# Experiments 1. Logistic Regression

In [1]:
import numpy as np
import os
#import copy
#import time
#from collections import defaultdict
import matplotlib
import matplotlib.pyplot as plt
import jax
import jax.numpy as jnp
from jax.config import config
import timeit


In [2]:
from methods import gradf_inexact
from methods import GradientDescent, parse_logs, AdaptiveNoiseGD
from methods import ConstantStepSize, AdaptiveL, AdaptiveLdelta

In [3]:
matplotlib.use('Agg')
params = {'legend.fontsize': 20,
          'legend.handlelength': 4,
          "axes.labelsize": 45,
          "xtick.labelsize": 25,
          "ytick.labelsize": 25,
          "lines.linewidth": 2,
           "axes.titlesize":30}
matplotlib.rcParams.update(params)

In [4]:
config.update("jax_enable_x64", True)

In [5]:
path_pics = "../pics/"

In [6]:
def f1(w, X, Y, sigma=0):
    logit = -Y * (X@w)
    logit1 = jnp.clip(logit, None, 0)
    logit2 = jnp.clip(logit, 0, None)
    log = jnp.log(jnp.exp(logit1)+jnp.exp(-logit2)) + logit2
    return (log).sum() / len(Y) + sigma * (w**2).sum()
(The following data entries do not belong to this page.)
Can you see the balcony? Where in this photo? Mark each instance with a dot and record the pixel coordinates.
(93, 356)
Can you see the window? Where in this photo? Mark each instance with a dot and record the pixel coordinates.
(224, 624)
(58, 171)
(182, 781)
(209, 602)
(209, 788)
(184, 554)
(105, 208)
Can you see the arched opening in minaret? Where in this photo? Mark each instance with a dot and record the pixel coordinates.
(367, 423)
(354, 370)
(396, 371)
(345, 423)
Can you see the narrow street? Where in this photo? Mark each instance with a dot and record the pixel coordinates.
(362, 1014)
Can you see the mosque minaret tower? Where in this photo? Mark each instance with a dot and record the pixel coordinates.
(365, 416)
gradf = jax.grad(f1, argnums=0, has_aux=False)
jit_gradf = jax.jit(gradf)

## 0. Dataset

Creating of such dataset that logistic regression without regularization has finite solution

In [7]:
np.random.seed(1)
n, m = 100, 200
k = 10
X = np.random.randn(n, m)
X = np.vstack([X, X[-k:]])
w = np.random.randn(m)
Y = np.sign(X @ w)
Y[-k:] *= -1
X.shape, Y.shape, w.shape, np.linalg.norm(w)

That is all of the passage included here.